Teck seen recession-proof with cash flow, profit report

The true measure of an individual is best determined under fire, an analogy that is probably more applicable to Teck Corp. than any other Canadian mining company. No matter how hard you look, you simply won’t find another company in this country which has prospered during the recession to the extent that Teck has. The company was one of the first to bite the bullet and get its balance sheet in order by selling assets before they were worth considerably less.(Timing is everything — whether you are a buyer or a seller). Following that, Teck’s strategy has been to augment its existing production base by acquiring or developing new, long-life and low-cost mining operations, Norman Keevil Jr, president, notes in the annual report.

Cash flow and earnings for the year ended Sept 30 were the second highest in the company’s history, he points out. The $56.8 million in cash flow ($1.89 per share) compares with $55.9 million the previous year and a high of $71.9 million in 1980. Net earnings after extraordinary items were approximately 50% higher at $24 million.

Four out of six mining operations which Teck owns or has interests in were profitable including Bullmoose, Afton, Lornex and Niobec. The Beaverdell silver mine operated at a near break-even point but Newfoundland Zinc, which closed last April, reported a loss. Combined mine operating profit from these projects was $56.6 million compared to $61 million a year earlier.

Even the company’s petroleum division made money — an operating profit of $8.2 million compared to $9.6 million the year before. New gas production partially offset the effect of lower oil and gas prices, said Mr Keevil.

The Teck-Corona mine at Hemlo, Ont. has still not been included in earnings but will be after the completion of pre-production underground development. Mine workings have now reached the lower levels and mill rate should be up to 1,000 tonnes per day by the end of the year which should make it a “significant ongoing income source,” he said. The operation has been named the David Bell Mine in recognition of the Corona geologist who discovered the mine in 1981.

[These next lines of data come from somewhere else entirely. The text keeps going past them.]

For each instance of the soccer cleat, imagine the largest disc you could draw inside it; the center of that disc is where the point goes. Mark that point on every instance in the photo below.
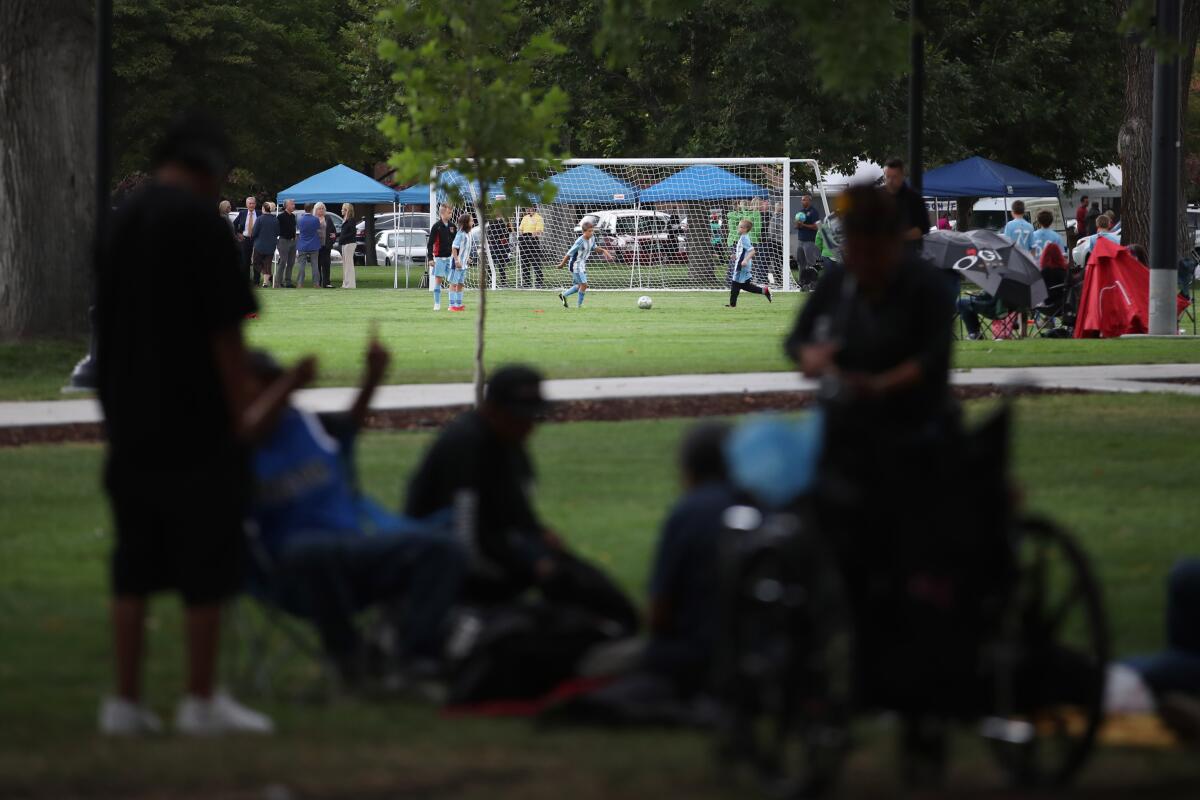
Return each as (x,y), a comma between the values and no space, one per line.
(120,717)
(219,715)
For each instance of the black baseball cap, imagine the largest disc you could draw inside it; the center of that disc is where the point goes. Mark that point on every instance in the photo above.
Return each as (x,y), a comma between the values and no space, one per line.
(516,389)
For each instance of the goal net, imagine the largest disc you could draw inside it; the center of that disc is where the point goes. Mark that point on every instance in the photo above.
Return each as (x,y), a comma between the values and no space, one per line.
(669,223)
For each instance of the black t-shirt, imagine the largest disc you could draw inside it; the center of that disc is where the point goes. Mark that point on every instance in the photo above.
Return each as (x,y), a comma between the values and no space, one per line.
(165,409)
(909,320)
(913,214)
(497,475)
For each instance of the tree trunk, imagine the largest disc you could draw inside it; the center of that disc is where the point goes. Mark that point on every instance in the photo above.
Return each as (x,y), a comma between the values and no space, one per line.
(1135,136)
(480,376)
(47,166)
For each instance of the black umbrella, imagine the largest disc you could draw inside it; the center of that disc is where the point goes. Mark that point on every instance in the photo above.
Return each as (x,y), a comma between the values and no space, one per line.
(991,263)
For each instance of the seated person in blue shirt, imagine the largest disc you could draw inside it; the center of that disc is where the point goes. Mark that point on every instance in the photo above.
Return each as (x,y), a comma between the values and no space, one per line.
(684,603)
(325,552)
(1018,230)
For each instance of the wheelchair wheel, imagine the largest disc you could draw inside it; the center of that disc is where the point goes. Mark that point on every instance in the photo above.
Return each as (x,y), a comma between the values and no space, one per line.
(786,662)
(1050,662)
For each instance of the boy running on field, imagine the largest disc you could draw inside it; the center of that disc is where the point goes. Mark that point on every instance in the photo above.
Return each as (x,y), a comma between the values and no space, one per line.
(743,258)
(576,260)
(460,257)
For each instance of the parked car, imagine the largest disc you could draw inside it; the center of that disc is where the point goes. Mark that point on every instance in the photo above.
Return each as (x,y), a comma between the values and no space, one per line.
(389,221)
(636,235)
(403,246)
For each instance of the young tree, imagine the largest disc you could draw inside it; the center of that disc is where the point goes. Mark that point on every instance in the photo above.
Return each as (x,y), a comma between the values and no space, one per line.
(466,98)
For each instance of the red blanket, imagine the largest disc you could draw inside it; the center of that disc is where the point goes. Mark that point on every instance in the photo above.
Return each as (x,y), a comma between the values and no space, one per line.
(1116,294)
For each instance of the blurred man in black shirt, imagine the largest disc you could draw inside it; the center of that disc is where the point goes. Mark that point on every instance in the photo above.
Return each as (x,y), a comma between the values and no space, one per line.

Last March, the Supreme Court of Ontario granted the adjoining Williams property to International Corona on payment of $154 million to Lac Minerals. That judgment is being appealed by Lac and a decision is expected shortly. Teck and Corona each have a 50% interest in the David Bell mine and that will also apply to the Williams property if the original decision stands up.

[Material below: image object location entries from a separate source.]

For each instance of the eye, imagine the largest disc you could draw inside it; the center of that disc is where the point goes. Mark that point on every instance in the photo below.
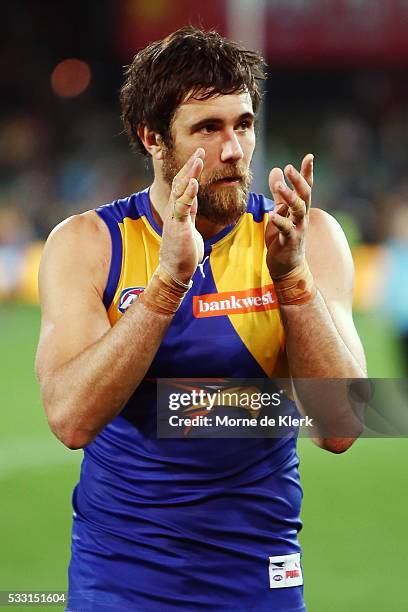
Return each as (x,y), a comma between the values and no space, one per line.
(244,125)
(208,128)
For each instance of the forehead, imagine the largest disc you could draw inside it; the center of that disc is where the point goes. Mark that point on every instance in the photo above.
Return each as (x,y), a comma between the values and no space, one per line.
(222,106)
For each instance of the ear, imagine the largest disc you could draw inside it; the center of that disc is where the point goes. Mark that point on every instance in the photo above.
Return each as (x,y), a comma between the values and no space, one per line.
(152,141)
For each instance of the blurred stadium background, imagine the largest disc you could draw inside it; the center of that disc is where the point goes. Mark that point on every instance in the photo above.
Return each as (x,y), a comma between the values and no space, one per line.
(338,87)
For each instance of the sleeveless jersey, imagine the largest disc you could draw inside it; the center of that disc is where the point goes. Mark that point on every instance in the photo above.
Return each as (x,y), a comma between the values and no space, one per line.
(190,524)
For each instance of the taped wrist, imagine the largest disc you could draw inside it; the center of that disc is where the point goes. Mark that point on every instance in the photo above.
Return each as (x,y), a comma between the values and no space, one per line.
(297,287)
(164,293)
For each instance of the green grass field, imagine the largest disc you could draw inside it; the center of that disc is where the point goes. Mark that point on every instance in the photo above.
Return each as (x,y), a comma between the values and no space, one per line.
(354,511)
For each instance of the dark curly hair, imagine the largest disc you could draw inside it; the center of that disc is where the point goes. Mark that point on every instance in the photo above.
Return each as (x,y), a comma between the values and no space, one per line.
(188,62)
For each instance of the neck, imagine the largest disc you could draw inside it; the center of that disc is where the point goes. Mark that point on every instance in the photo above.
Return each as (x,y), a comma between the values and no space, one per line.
(159,197)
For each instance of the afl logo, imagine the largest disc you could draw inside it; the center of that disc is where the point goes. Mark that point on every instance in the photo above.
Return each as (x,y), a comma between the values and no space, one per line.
(128,296)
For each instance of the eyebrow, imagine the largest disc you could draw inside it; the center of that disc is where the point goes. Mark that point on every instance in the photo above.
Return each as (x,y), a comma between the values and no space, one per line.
(218,121)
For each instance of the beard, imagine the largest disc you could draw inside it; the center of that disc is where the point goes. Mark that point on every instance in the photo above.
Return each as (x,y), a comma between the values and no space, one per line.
(221,204)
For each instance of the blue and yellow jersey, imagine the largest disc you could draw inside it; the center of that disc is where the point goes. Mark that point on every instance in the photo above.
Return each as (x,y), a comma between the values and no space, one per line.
(191,523)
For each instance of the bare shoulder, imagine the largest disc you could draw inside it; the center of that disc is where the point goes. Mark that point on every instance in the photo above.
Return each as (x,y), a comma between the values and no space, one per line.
(328,254)
(81,245)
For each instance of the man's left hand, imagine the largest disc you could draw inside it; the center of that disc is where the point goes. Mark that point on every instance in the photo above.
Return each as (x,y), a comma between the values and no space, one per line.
(288,223)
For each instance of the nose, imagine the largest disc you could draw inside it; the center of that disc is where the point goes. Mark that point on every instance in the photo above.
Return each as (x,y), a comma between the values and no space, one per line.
(231,149)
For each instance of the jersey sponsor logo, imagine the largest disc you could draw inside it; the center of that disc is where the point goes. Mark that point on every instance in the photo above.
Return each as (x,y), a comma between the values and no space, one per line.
(234,302)
(285,571)
(128,296)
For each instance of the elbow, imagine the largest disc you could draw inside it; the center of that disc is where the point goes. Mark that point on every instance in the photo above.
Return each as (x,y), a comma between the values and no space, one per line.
(72,438)
(60,423)
(334,445)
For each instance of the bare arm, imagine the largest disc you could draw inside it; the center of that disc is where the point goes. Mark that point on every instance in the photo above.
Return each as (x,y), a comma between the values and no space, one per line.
(321,339)
(86,368)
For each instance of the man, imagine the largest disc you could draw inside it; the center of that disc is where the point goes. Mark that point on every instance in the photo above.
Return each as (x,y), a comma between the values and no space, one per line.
(191,524)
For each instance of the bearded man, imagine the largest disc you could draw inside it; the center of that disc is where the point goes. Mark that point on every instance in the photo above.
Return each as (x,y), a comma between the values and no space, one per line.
(152,286)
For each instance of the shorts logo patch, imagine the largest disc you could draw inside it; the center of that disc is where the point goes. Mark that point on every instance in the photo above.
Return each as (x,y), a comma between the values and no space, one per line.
(128,296)
(234,302)
(285,571)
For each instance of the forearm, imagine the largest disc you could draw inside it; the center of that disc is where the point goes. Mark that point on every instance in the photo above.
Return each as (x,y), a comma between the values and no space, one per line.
(314,347)
(319,361)
(86,393)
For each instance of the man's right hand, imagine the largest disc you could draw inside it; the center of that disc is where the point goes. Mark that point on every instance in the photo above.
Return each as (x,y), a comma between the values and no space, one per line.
(182,247)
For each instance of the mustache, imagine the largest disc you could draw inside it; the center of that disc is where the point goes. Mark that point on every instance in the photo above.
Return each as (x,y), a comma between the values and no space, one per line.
(237,172)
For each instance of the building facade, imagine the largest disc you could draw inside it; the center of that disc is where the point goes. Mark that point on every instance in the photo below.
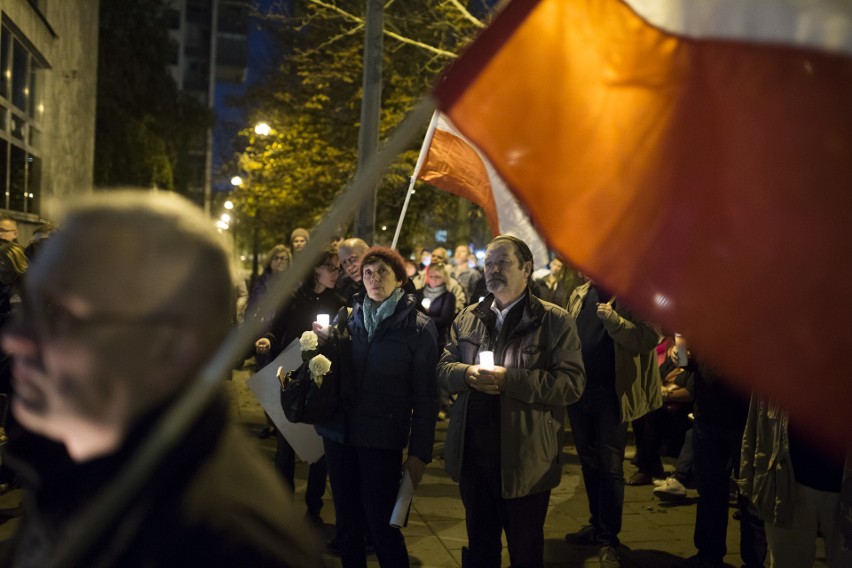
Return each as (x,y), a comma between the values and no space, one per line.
(210,46)
(48,80)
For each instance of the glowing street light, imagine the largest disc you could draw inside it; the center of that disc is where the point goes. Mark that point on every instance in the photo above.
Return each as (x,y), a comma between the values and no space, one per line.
(262,129)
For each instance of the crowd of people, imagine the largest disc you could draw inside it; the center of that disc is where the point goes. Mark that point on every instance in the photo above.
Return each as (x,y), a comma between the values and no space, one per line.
(105,334)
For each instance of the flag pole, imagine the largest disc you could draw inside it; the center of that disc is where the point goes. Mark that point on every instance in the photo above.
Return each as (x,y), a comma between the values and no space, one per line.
(424,151)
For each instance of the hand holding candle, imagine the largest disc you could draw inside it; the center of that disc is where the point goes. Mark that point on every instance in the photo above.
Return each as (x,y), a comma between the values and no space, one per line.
(486,360)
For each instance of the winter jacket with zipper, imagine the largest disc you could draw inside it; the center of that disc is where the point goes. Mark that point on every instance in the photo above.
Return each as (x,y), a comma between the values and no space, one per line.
(637,375)
(544,374)
(391,400)
(766,471)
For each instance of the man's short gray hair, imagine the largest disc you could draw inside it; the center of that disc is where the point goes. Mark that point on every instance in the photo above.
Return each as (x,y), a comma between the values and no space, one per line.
(139,253)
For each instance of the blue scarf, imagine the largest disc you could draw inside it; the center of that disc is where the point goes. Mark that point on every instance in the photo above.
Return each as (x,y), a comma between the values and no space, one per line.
(375,313)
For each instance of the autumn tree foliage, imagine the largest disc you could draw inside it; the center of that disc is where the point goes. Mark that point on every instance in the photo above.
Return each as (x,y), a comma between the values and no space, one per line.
(313,101)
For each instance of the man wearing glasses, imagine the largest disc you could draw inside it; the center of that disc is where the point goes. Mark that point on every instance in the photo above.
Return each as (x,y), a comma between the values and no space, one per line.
(8,229)
(350,252)
(123,307)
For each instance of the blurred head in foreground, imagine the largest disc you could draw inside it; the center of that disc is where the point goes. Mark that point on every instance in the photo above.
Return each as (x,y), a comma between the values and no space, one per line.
(122,307)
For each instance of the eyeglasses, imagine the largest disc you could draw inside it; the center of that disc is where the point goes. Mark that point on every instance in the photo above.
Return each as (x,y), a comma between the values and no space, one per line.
(47,319)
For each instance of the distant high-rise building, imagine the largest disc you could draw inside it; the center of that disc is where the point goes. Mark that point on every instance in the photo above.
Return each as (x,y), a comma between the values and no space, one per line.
(210,39)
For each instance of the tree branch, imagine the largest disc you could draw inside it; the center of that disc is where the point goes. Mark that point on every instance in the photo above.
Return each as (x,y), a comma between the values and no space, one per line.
(467,15)
(394,35)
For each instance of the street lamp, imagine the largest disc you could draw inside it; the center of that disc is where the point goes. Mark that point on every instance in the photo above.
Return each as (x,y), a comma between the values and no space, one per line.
(262,129)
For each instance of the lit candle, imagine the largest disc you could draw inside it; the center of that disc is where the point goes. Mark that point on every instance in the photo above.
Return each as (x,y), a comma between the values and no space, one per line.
(682,355)
(486,360)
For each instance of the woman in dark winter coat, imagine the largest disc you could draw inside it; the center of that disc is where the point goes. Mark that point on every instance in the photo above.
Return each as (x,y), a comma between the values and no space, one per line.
(436,301)
(315,296)
(388,403)
(277,261)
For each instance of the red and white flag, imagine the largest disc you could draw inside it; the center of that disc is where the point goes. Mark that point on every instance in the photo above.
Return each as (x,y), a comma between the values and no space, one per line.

Teck led a group that bought a controlling interest in Cominco in September. Cominco operates the largest zinc refinery in the world at Trail, B.C., and has several zinc- lead mines and a fertilizer division which is rumoured to be a prime candidate for divestiture. Teck’s share of the purchase was funded by cash on hand and the proceeds of a public issue in Europe and Canada. It was completed within a month of the purchase for “no net increase in the company’s borrowings,” said Mr Keevil.

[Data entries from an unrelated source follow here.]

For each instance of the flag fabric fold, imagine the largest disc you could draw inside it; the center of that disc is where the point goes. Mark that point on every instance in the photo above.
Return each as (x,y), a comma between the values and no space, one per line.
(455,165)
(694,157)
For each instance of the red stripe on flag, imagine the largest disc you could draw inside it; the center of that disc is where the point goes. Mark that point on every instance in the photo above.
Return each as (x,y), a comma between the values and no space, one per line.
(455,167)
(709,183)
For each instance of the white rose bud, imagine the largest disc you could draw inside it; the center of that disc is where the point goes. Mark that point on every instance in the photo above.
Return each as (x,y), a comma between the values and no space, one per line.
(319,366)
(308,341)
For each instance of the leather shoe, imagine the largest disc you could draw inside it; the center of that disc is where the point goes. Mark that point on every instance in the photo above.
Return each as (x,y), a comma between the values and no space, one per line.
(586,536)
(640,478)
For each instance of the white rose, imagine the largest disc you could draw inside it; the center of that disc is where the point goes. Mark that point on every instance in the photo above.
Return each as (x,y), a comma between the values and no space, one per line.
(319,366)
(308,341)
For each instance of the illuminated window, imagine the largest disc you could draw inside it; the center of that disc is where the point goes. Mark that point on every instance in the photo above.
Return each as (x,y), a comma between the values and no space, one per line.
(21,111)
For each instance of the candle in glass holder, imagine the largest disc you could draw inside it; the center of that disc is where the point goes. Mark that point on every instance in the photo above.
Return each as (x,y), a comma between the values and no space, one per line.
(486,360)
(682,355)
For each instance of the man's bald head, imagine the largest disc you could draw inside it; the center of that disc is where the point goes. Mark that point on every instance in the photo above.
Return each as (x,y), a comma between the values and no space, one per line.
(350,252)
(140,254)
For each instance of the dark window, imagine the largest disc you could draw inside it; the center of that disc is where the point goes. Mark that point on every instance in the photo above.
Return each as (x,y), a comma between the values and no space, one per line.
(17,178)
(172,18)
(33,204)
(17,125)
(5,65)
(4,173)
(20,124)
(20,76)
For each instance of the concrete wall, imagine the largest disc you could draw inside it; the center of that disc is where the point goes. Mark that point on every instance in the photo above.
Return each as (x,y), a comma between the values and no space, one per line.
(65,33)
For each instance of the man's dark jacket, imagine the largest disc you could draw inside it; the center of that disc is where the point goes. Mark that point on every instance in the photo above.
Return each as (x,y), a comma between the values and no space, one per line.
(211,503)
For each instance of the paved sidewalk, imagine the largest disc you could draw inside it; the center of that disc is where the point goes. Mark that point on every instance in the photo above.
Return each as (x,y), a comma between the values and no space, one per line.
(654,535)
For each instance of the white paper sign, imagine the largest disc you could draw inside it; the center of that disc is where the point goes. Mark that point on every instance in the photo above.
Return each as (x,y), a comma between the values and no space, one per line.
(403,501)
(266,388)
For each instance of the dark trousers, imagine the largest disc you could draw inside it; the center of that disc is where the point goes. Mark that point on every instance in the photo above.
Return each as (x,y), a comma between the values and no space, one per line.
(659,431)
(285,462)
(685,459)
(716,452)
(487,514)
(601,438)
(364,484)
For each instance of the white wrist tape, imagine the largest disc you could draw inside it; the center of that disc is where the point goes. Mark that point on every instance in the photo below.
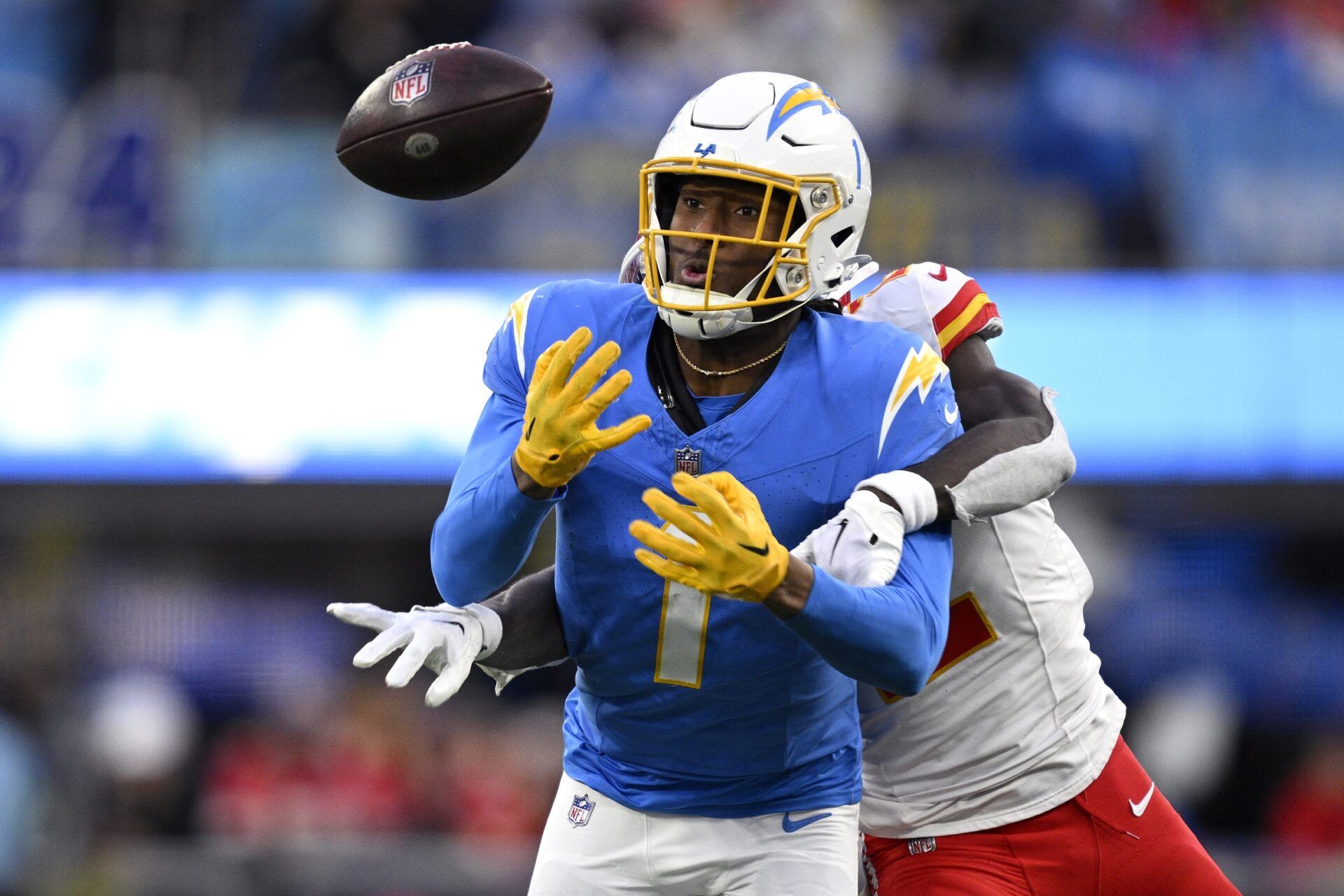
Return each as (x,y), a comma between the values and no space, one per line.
(913,495)
(491,625)
(1019,477)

Earlier this month (N.M., Dec 8/86) Cominco announced plans to proceed with its Red Dog mine in Alaska which is one of the highest grade zinc deposits ever discovered. And Teck confirms that negotiations are under way with Cominco to include Teck’s Highmont mill in the Valley Copper development located in B.C.’s Highland Valley. That mill, which is rated at 25,000 tonnes, could handle 40,000 tonnes of Valley ore with “minor modifications to its circuitry,” argues Teck.

Separately, Teck and Cominco have concluded an agreement on the Ajax property near the Afton mine at Kamloops, B.C. Although lower grade, Teck says the “deposit has the potential to prolong the life of Afton for several years.” Drilling is planned early in 1987 once assurances are received that government permits for mining will be available, said Teck.